TWO ATTORNEYS SETTLE SEC CHARGES OF INSIDER TRADING

The following excerpt is from the SEC website: “The Securities and Exchange Commission announced today that on October 17, 2011, the Honorable Richard J. Sullivan of the United States District Court for the Southern District of New York entered final judgments against Arthur J. Cutillo and Jason C. Goldfarb in SEC v. Cutillo et al., 09-CV-9208, an insider trading case the Commission filed on November 5, 2009. The Commission charged Cutillo and Goldfarb, practicing attorneys at the time of their illicit conduct, with violations of antifraud provisions of the federal securities laws.
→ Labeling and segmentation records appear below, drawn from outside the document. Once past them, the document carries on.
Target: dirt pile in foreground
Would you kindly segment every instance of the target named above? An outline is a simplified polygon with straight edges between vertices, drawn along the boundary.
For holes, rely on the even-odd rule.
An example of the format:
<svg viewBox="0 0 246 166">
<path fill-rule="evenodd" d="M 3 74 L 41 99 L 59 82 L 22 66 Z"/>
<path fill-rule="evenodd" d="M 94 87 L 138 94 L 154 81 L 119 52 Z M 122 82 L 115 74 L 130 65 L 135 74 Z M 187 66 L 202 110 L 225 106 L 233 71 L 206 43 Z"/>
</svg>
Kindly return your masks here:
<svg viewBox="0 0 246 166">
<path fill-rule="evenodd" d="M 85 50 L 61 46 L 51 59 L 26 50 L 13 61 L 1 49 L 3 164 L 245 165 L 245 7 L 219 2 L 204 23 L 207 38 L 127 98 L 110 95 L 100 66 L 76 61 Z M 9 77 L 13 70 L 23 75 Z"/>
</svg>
The Commission alleged that Cutillo misappropriated from his law firm, Ropes & Gray LLP, material, nonpublic information concerning upcoming corporate acquisitions, including the 2007 announced acquisitions of 3Com Corp. and Axcan Pharma Inc. The Commission further alleged that Cutillo, through his friend Goldfarb, tipped the information to Zvi Goffer, a former proprietary trader at the broker-dealer Schottenfeld Group, LLC., in exchange for kickbacks. As alleged in the complaint, Zvi Goffer traded on this inside information and had numerous downstream tippees who also traded on the information, including other Wall Street traders and hedge funds. To settle the Commission’s charges, Cutillo and Goldfarb each consented to the entry of a final judgment that: (i) permanently enjoins each from future violations of Section 10(b) of the Securities Exchange Act of 1934 and Rule 10b-5 thereunder; and (ii) orders each to pay disgorgement of $32,500, plus $4,204 in prejudgment interest. In related administrative proceedings, the Commission suspended Cutillo and Goldfarb from appearing or practicing before the Commission pursuant to Rule 102(e)(2) of the Commission’s Rules of Practice. Cutillo and Goldfarb each previously pled guilty to charges of securities fraud and conspiracy to commit securities fraud in related criminal cases, United States v. Arthur Cutillo, 10-CR-0056 and United States v. Jason Goldfarb, 10-CR-0056 (S.D.N.Y.). Cutillo was sentenced to a 30 month prison term and ordered to pay a criminal forfeiture of $378,608. Goldfarb was sentenced to a three year prison term and ordered to pay a $32,500 fine and criminal forfeiture of $1,103,131“.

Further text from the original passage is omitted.